A volatilidade do S&P 500 – um índice que inclui as 500 empresas de capital aberto negociadas nas Bolsas de Valores dos Estados Unidos – é outro exemplo de como o mercado está receoso, na visão dele.
Na segunda-feira (7), o S&P 500 abriu em alta e atingiu 5.077 pontos por volta das 11h, mas caiu cerca de 2,4% em apenas 30 minutos, chegando aos 4.955 pontos. Ao final do dia, recuperou parte das perdas e fechou aos 5.062 pontos. Na terça-feira (8), em meio às notícias de retaliações da China e resposta dos Estados Unidos, o índice continuou volátil: subiu até 5.253 pontos pela manhã, alta de 5,4% em relação à mínima do dia anterior, mas encerrou o pregão em queda, aos 4.986 pontos. Já na quarta-feira (9), o S&P 500 chegou a 5.453 pontos, acumulando valorização de 9,4% desde a mínima da segunda-feira, mas perdeu força nos dias seguintes e terminou a semana cotado a 5.361 pontos.
Risco elevado afasta capital dos emergentes, como o Brasil
Para o Brasil, o cenário global de aversão a risco é desafiador. “O que tem de bom dos países emergentes é que o prêmio de risco é alto. Mas o mercado não quer risco nenhum no cenário atual. O forte apetite dos ativos de segurança ao redor do mundo, dificulta ou inviabiliza o fluxo para países emergentes, já que são ativos considerados bem arriscados”, alertou Motta.
Segundo Motta, o Brasil precisa trabalhar em seus fundamentos para se tornar mais atrativo nesse novo contexto. A solução passa por uma agenda clássica: política fiscal mais crível, corte de gastos, redução da dívida. “Mas o governo tem caminhado na direção oposta, com mais estímulos e aumento do gasto público”, afirmou.
Guerra comercial entre EUA e China alimenta incertezas
No centro de toda essa turbulência está a guerra tarifária entre Estados Unidos e China. Apenas em 2024, o comércio bilateral entre os dois países movimentou US$ 680 bilhões. “Se essa guerra continuar, o risco de recessão global aumenta. E, principalmente, o risco de recessão americana”, disse Motta.
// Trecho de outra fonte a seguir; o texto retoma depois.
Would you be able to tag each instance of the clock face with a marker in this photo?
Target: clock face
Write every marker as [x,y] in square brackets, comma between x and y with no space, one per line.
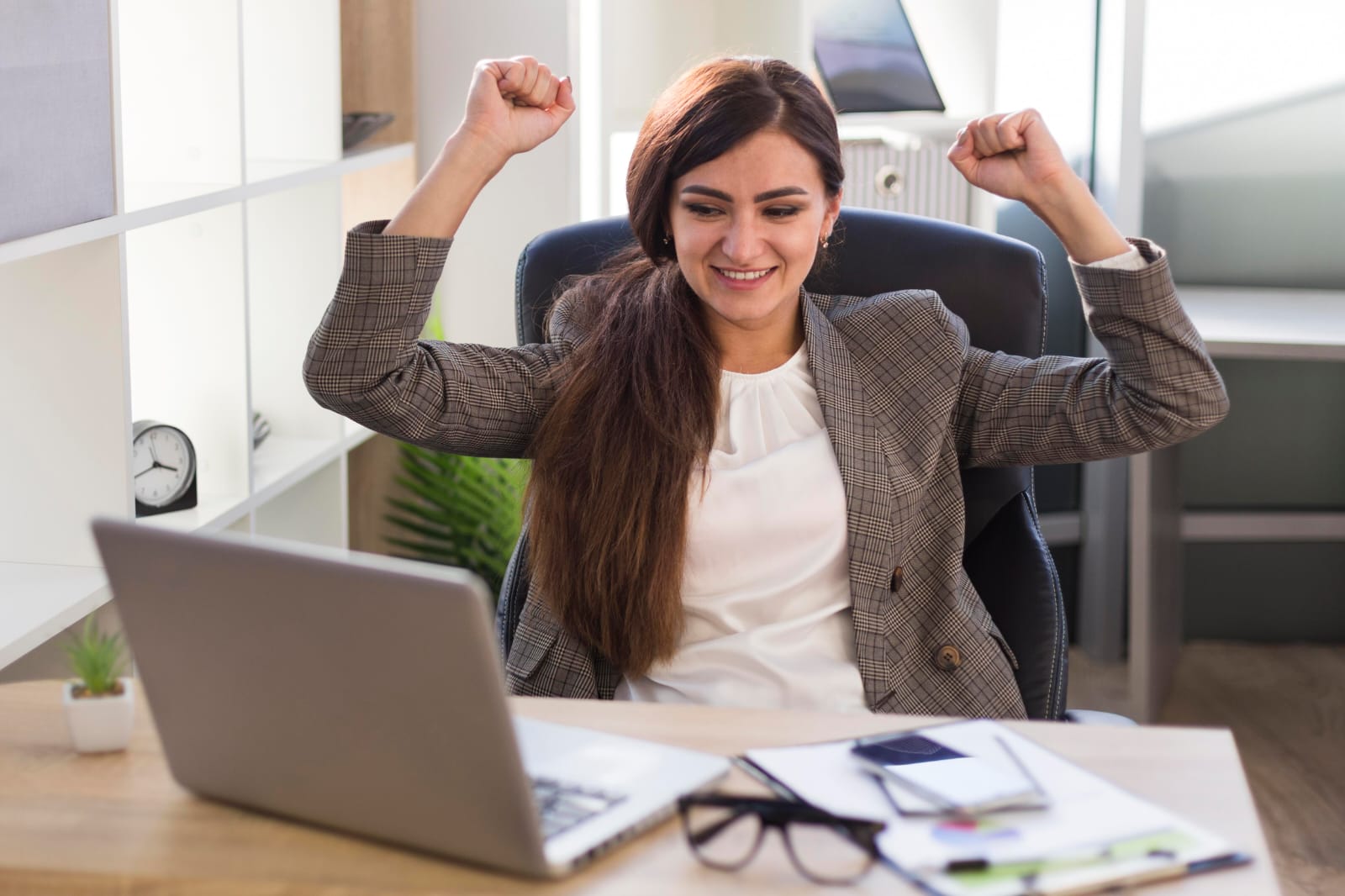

Para ele, os próximos passos serão decisivos. “O mundo pode trabalhar com a possibilidade de o Trump recuar, o que ajudaria os ativos financeiros de mais risco. Mas, se a guerra comercial continuar, a tendência é de mais perda de confiança e mais busca por ativos seguros. As incertezas, hoje, estão em níveis extremamente elevados”, concluiu.